None of these will score points with HR people.  You walk in with a
beard, and the HR person says (illogically), "Beards mean he's hiding
his face so that means he's untrustworthy...rejected."  "His clothes are
not what my friends wear, he's a rebel...rejected."  "A briefcase can be
used to steal company secrets...rejected."  You're dealing with random,
illogical people.  There is no defense when you're walking cold into
this kind of situation.

Most advice dealing with HR boils down to: "say and do as little as
possible to give them no data on you to make their illogical
conclusions.  Be as bland as a potato because you cannot know beforehand
what criteria you'll be judged on."  Which is the opposite of what an
interview is supposed to be about.

How can a person have a good sales attitude if they have been rejected
so much they no longer believe in themselves?  This is why I wrote the
article.  You can't sell what you don't believe in, especially yourself.

> As another poster mentioned, a job interview is a meeting to see if
> you're a good fit for the company, and if the company's a good fit for
> you. Both parties are selling, and both parties are buying. This is no
> place for "Don't Judge A Book By Its Cover".

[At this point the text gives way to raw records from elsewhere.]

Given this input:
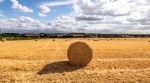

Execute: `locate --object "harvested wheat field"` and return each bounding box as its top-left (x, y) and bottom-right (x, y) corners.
top-left (0, 38), bottom-right (150, 82)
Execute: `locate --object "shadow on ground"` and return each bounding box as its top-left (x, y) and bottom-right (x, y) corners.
top-left (37, 61), bottom-right (84, 75)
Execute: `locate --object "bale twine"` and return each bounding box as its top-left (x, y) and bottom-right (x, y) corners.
top-left (1, 39), bottom-right (6, 42)
top-left (67, 41), bottom-right (93, 66)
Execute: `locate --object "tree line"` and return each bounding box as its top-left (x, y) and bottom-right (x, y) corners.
top-left (0, 33), bottom-right (150, 40)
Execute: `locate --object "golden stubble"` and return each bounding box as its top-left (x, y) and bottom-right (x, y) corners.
top-left (0, 38), bottom-right (150, 82)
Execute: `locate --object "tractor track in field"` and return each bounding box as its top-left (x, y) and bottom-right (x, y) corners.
top-left (53, 42), bottom-right (65, 56)
top-left (28, 42), bottom-right (51, 56)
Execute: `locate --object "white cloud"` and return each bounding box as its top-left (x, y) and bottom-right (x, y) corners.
top-left (0, 16), bottom-right (70, 32)
top-left (0, 0), bottom-right (4, 20)
top-left (0, 14), bottom-right (5, 17)
top-left (0, 0), bottom-right (4, 3)
top-left (0, 14), bottom-right (150, 33)
top-left (41, 0), bottom-right (74, 7)
top-left (1, 0), bottom-right (150, 34)
top-left (10, 0), bottom-right (33, 13)
top-left (74, 0), bottom-right (130, 16)
top-left (47, 15), bottom-right (80, 32)
top-left (69, 0), bottom-right (150, 33)
top-left (18, 16), bottom-right (36, 23)
top-left (38, 13), bottom-right (47, 17)
top-left (38, 5), bottom-right (50, 13)
top-left (0, 10), bottom-right (5, 17)
top-left (0, 10), bottom-right (3, 13)
top-left (0, 16), bottom-right (43, 31)
top-left (55, 15), bottom-right (75, 22)
top-left (38, 0), bottom-right (74, 16)
top-left (76, 15), bottom-right (103, 21)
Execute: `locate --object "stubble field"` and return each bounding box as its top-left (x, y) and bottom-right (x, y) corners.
top-left (0, 38), bottom-right (150, 82)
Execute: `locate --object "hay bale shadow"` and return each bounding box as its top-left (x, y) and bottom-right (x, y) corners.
top-left (37, 61), bottom-right (84, 75)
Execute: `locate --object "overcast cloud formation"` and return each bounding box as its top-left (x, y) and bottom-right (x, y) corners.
top-left (0, 0), bottom-right (150, 34)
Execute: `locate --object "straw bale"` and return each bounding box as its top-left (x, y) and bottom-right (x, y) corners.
top-left (67, 41), bottom-right (93, 66)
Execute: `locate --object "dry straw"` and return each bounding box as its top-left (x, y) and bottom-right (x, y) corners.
top-left (67, 41), bottom-right (93, 66)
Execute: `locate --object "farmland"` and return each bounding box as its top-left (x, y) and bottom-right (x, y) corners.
top-left (0, 38), bottom-right (150, 82)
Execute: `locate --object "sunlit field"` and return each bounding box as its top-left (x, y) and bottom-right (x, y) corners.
top-left (0, 38), bottom-right (150, 82)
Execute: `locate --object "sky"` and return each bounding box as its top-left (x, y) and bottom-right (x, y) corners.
top-left (0, 0), bottom-right (150, 34)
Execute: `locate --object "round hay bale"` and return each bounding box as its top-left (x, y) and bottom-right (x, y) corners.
top-left (1, 39), bottom-right (6, 42)
top-left (67, 41), bottom-right (93, 66)
top-left (93, 40), bottom-right (99, 41)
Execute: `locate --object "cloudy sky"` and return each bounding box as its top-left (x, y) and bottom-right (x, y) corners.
top-left (0, 0), bottom-right (150, 34)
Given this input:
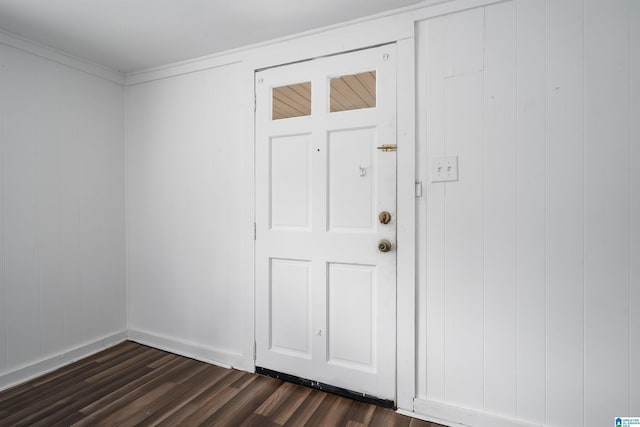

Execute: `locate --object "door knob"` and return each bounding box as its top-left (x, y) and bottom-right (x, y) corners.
top-left (379, 211), bottom-right (391, 224)
top-left (378, 239), bottom-right (392, 253)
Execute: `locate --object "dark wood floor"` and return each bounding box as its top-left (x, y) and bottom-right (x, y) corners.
top-left (0, 341), bottom-right (441, 426)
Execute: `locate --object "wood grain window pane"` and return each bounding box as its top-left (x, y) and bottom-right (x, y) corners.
top-left (330, 71), bottom-right (376, 113)
top-left (272, 82), bottom-right (311, 120)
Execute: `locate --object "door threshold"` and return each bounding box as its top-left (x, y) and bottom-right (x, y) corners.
top-left (255, 366), bottom-right (395, 409)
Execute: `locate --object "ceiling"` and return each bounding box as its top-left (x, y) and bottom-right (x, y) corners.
top-left (0, 0), bottom-right (426, 73)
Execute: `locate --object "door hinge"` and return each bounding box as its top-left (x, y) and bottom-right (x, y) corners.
top-left (253, 93), bottom-right (257, 112)
top-left (415, 181), bottom-right (423, 197)
top-left (253, 341), bottom-right (257, 361)
top-left (252, 222), bottom-right (256, 240)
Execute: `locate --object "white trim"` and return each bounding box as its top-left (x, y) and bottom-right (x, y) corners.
top-left (395, 36), bottom-right (417, 411)
top-left (0, 331), bottom-right (127, 392)
top-left (127, 329), bottom-right (246, 372)
top-left (0, 29), bottom-right (124, 85)
top-left (126, 59), bottom-right (243, 86)
top-left (240, 63), bottom-right (257, 374)
top-left (412, 399), bottom-right (543, 427)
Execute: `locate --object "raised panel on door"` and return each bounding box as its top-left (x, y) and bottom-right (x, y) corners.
top-left (328, 263), bottom-right (376, 372)
top-left (270, 134), bottom-right (312, 230)
top-left (269, 258), bottom-right (312, 358)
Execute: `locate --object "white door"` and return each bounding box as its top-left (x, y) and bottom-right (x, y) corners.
top-left (255, 45), bottom-right (397, 401)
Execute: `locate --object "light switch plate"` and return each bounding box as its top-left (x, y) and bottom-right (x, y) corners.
top-left (431, 156), bottom-right (458, 182)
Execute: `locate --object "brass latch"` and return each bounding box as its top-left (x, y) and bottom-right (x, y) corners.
top-left (376, 144), bottom-right (397, 152)
top-left (378, 239), bottom-right (393, 252)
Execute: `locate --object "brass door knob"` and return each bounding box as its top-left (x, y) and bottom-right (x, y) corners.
top-left (378, 239), bottom-right (392, 253)
top-left (379, 211), bottom-right (391, 224)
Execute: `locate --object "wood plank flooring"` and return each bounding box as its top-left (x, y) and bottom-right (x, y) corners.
top-left (0, 341), bottom-right (442, 426)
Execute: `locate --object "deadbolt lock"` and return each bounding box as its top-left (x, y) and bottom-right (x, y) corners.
top-left (379, 211), bottom-right (391, 224)
top-left (378, 239), bottom-right (392, 253)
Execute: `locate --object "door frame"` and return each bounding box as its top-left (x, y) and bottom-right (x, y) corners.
top-left (248, 38), bottom-right (416, 409)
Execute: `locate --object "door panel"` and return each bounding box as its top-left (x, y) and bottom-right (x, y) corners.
top-left (255, 45), bottom-right (397, 401)
top-left (270, 258), bottom-right (312, 357)
top-left (270, 134), bottom-right (312, 229)
top-left (328, 263), bottom-right (376, 371)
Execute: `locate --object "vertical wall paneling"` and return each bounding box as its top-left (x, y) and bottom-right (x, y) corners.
top-left (180, 69), bottom-right (209, 334)
top-left (203, 67), bottom-right (245, 353)
top-left (60, 88), bottom-right (85, 349)
top-left (126, 62), bottom-right (246, 366)
top-left (442, 7), bottom-right (485, 409)
top-left (127, 78), bottom-right (181, 338)
top-left (422, 15), bottom-right (446, 401)
top-left (444, 69), bottom-right (485, 411)
top-left (482, 0), bottom-right (517, 416)
top-left (0, 44), bottom-right (125, 381)
top-left (4, 48), bottom-right (42, 367)
top-left (631, 0), bottom-right (640, 415)
top-left (82, 80), bottom-right (126, 341)
top-left (415, 19), bottom-right (428, 401)
top-left (37, 64), bottom-right (66, 357)
top-left (545, 0), bottom-right (585, 425)
top-left (515, 0), bottom-right (547, 423)
top-left (418, 0), bottom-right (636, 425)
top-left (584, 0), bottom-right (630, 425)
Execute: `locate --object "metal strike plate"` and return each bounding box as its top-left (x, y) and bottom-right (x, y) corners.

How egotistical does one have to be to believe that the parties are on
equal footing?  Putting my quote from "The Word" in context, Wheeler
(the corrupt publisher) confronts Randall (who's uncovered the truth).
Randall says that Wheeler's meeting him because Randall known too much
and they need to negotiate.  Wheeler responds, "...for all your
pretensions of high-mindedness and brain power, you're g***** stupid.
Your opposition would mean nothing to us, would amount to no more than
the inaudible croakings of a small frog in a big pond."  Does anyone
actually believe that an interview is about a two-party negotiation?
The company is trying to fill a hole in the organization tree, and
anybody will do...it doesn't have to be the best candidate and it
doesn't matter if the candidate fits provided the HR people go through
the _appearance_ of doing a job to ensure fit...a job the reality of
which they cannot do.

As I wrote in January, "You can't judge a book by its cover, even if you
measure the cover, have more than one person look at the cover, or are
so lazy that you pay someone to chose a cover for you. People are too
complex to label so superficially."  It's not possible to judge
"fitness" in a job interview, particularly when fitness has to do with
how one interacts with people who are not even at the interview, under
circumstances which cannot be duplicated during the interview. 

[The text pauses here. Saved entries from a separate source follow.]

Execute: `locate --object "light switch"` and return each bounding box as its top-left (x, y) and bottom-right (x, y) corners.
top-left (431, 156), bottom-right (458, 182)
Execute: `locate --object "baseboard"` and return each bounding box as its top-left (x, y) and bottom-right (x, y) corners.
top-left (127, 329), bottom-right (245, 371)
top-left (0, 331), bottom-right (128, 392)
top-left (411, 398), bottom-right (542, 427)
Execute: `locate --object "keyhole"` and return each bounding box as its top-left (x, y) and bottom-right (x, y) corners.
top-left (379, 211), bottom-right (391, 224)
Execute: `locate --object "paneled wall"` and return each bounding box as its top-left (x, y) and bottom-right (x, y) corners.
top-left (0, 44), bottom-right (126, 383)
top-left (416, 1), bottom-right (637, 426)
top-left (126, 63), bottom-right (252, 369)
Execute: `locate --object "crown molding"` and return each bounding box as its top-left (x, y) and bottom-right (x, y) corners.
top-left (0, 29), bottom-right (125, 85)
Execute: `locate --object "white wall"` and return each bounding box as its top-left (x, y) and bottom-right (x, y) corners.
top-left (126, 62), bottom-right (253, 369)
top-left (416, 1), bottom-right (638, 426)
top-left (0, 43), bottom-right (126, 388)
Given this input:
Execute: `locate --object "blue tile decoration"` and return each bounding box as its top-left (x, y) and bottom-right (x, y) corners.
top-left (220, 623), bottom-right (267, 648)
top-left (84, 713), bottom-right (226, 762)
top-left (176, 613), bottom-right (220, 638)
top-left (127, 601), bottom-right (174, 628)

I was interviewed for an advanced tech support job at VMWare.  I made it
through three tiers of interviews, got along well with all the team
members I would be working with, demonstrated my Linux expertise and I
could handle the work.  The final interview was with the boss.  He
looked over my recent work on my resume and said, "But you're a
programmer.  You're the wrong kind of person for this job."  His
decision that I wouldn't fit was totally illogical and in defiance of
the facts: I mean, how could I clear three tiers of interviews as a
"plumber" applying for "airline pilot" job, as he implied.  Quite
clearly I had the skills and the fit.  My final thought was, "How did
this idiot get to be a manager at a respectable company?  Guys like that
make companies like VMWare look bad."

The point is there was nothing I could do to thwart that kind of gold
medal il-logic.

[snip]

> Anyway, I'm just hoping my next employer is small enough that they
> don't have an HR department, so I can skip that part of the hiring
> process altogether. (I'm not looking for a job -- I'm just saying.)
> I'd rather drink beer with a bunch of techies and see if we can work
> together, rather than sit a chair with a glass of water in a really
> artificial social situation, trying to make my way through the maze of
> HR-type questions.
> 
> I just wonder what it's like for an HR person to go through the same
> thing. I'd love to be a fly on the wall for that.

I agree.

> -- 
> Alex Beamish
> Toronto, Ontario
> ps Good luck, if you're still looking.

I'm employed, but we all need all the luck we can get.